If you traveled with Peb, you had to be okay with the fact that his phone was an appendage, and he was continually checking on it to talk with friends. But when we traveled to a remote place without cell service to chase fish, he and I were always bunkmates and this was the very best of Peb. We were like 12-year-olds at camp, falling asleep to discussions about God, life, books, and whatever else came up. There was no end to the topics we’d discuss and he was passionate about them all.
Peb loved Jesus in the most natural way you could imagine. He talked about him openly with others, wanting them to know Jesus just like he wanted them to know Joe Leininger, but of course, with different implications. Peb didn’t change his voice or his style in the way that some do when having a “religious conversation.” He lived a fully integrated life, never acting one way with this group and another with someone else. Peb was always Peb.
In 40 years of being in love with my wife, I have only seen a handful of couples that I wanted to emulate, and Peb and Sharon were one such couple. When we were away together on a trip, Peb called her constantly, referring to her as “babe.” While that sounds a bit much, when you saw them together, it made sense. They were passionate about each other until the very end, and one of the reasons Peb hung on so long after a 20-year battle with cancer was that he didn’t want to leave her, nor her, him.
I was privileged to be his friend and even better, to have been allowed to spend so much time with him over the years. One of my few regrets is that I didn’t get to be with him at the end.
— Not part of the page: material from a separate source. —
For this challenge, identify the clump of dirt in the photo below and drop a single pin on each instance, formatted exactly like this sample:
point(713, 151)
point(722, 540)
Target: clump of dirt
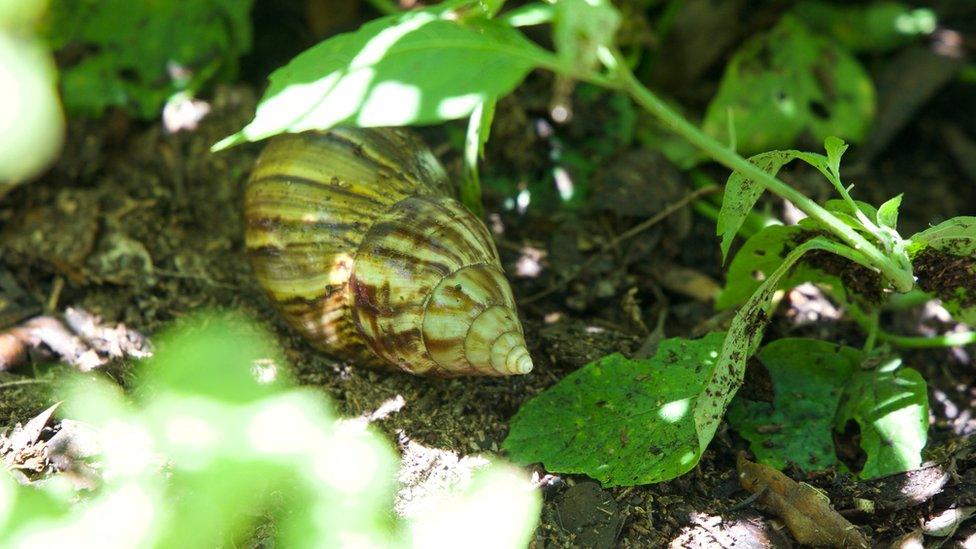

The cancer had weakened him to such a level that he grew self-conscious about not being the strong and vital physical man at the end that he was through our adventures together. But of course, the bravery and grace with which he lived his final year might have been as inspiring as any of the rest. I was able to tell him how much I loved him and how grateful I was for his friendship, a sentiment he quickly echoed. That was enough.
It has now been almost three years since his death. I thought about him last week when I was walking on the salt flats of the Atlantic, casting at a school of elusive bonefish. It is an addiction that he started. I still haven’t gotten rid of the impulse to check in with him with a text or a call about a new book or idea. Doing so always puts a grin on my face picturing his infectious smile. It comes also with a sense of sadness for the hole in my heart that he left.
The other day, I was surprised when I mentioned his name to someone who hadn’t heard the name of Peb Jackson. This is the destiny we all face and one that would not have bothered him in the least. He lived his life in the present moment, gulping down the “now-ness” of whatever God had allowed him to experience, leaving little undone and living as fully as you could dream or imagine. This was the legacy of Peb Jackson and one I’m forever grateful for.
So glad you penned that story and remembrance of Peb! What did he do for a living again? 🤦♂️💁😄
Loved that guy, and you captured him well.